Every culture and generation has its strengths and weaknesses. Today I met a young couple, both musicians, who had stopped by the shores of Lake Michigan in Chicago, traveling across the country from New York to Colorado. I asked them if I could record a conversation about spiritual beliefs with one of them while the other would operate the video camera, so Dillon agreed to the conversation while Julia ran the camera. The video can be seen here.
In it, like many others of the “millennial” generation, we can see that Dillon generally takes a “wait and see” approach to religion, as in both “show me proof here and now”, and “I’ll just wait and see what happens when I get there”. Since no one can know for sure, he sees tolerance toward the beliefs of others as the reasonable attitude to take, and the strongly-held religious beliefs of older generations to be the reason for much conflict – and much good – in the world.
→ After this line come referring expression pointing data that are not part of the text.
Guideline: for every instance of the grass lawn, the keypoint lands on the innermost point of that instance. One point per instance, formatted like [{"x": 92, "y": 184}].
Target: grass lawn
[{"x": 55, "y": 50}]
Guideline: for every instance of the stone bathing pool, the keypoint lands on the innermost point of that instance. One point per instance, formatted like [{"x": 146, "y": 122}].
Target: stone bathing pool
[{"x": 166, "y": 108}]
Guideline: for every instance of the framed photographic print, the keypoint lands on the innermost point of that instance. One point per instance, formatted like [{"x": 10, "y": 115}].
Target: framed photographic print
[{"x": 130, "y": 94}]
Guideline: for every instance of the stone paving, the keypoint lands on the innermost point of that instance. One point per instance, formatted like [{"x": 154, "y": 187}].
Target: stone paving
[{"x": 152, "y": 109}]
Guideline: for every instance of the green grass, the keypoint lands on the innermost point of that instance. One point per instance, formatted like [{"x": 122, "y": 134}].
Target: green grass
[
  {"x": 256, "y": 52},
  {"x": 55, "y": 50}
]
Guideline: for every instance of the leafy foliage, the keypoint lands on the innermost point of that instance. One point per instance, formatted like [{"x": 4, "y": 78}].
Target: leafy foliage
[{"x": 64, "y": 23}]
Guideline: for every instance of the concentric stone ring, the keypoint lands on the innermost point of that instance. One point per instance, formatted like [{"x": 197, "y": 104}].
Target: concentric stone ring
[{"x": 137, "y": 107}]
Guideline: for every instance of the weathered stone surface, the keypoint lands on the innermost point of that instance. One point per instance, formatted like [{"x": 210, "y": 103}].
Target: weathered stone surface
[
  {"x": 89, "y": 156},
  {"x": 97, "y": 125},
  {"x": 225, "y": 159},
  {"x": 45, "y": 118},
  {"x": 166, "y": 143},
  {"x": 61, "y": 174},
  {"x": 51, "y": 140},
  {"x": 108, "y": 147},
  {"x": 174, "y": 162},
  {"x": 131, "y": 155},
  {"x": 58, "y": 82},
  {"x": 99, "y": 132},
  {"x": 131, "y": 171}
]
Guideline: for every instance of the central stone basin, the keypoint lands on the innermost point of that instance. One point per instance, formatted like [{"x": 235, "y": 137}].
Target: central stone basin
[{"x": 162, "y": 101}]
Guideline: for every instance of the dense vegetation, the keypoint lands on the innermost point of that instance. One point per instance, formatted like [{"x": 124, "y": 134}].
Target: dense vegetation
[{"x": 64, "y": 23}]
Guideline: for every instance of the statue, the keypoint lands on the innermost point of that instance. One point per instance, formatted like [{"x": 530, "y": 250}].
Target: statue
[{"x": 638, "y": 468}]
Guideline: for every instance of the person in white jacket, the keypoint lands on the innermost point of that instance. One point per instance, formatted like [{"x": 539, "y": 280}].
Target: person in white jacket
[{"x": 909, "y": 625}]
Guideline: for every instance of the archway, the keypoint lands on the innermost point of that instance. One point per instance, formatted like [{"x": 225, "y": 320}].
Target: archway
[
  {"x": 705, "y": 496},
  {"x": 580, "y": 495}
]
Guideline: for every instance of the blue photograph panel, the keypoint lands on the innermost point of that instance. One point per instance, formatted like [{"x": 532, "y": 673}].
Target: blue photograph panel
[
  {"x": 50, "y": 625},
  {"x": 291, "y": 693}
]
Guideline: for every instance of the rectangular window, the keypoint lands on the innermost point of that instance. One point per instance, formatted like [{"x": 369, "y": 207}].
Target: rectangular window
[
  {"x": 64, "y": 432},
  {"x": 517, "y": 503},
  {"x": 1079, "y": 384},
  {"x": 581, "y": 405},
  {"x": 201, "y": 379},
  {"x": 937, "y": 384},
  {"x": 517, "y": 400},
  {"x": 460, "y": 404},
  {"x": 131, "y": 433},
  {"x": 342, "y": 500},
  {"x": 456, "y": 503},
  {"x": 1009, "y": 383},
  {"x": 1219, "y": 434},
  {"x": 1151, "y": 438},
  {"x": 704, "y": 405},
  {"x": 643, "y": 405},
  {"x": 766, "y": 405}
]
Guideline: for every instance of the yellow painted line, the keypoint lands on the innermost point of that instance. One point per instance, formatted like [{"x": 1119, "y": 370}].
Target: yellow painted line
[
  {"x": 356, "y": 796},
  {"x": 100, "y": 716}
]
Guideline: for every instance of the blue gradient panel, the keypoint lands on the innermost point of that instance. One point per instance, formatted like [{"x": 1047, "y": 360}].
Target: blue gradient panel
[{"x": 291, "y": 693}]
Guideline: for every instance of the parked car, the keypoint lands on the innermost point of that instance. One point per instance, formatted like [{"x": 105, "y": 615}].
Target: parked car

For a Christian like myself who sees eternity hanging in the balance, this noncommittal attitude can be maddingly frustrating, but on the positive side it makes sharing the Gospel very easy. Dillon said that he has checked out many of the main religions of the world, and this same openness and curiosity made it easy to share the biblical world view, especially in a context where I was able to ask good questions and listen to his beliefs before sharing my own. However, when I used a few of the Ten Commandments to try to help Dillon see the personal nature of his offenses against God, he responded with indifference, saying “I don’t think what we do is that significant in the grand scheme of things.”
Actually, this isn’t so far from the truth, for it is a God-centered gospel and not a man-centered Gospel that says that God is the central concern of the Bible. It is God who is to be glorified, not man, whether through displaying His love and mercy or through His justice and wrath. I think Dillon is halfway there in getting his eyes off himself. Now he just needs to get his eyes on God. His openness made it easy to share the Gospel, but If we see the work of repentance and faith in others as dependent on our own efforts and ability to be convincing, then talking to people with a non-committal attitude such as Dillon’s would be very frustrating.
However, the work of heart change is the work of the Spirit, not ours. When Nicodemus asked Jesus how he could be “born again”. Jesus responded by saying “You should not be surprised at my saying, ‘You must be born again.’ The wind blows wherever it pleases. You hear its sound, but you cannot tell where it comes from or where it is going. So it is with everyone born of the Spirit.” I don’t know where the Holy Spirit has been in Dillon’s life, and I don’t know where He is going. But I trust that our conversation today was part of the journey.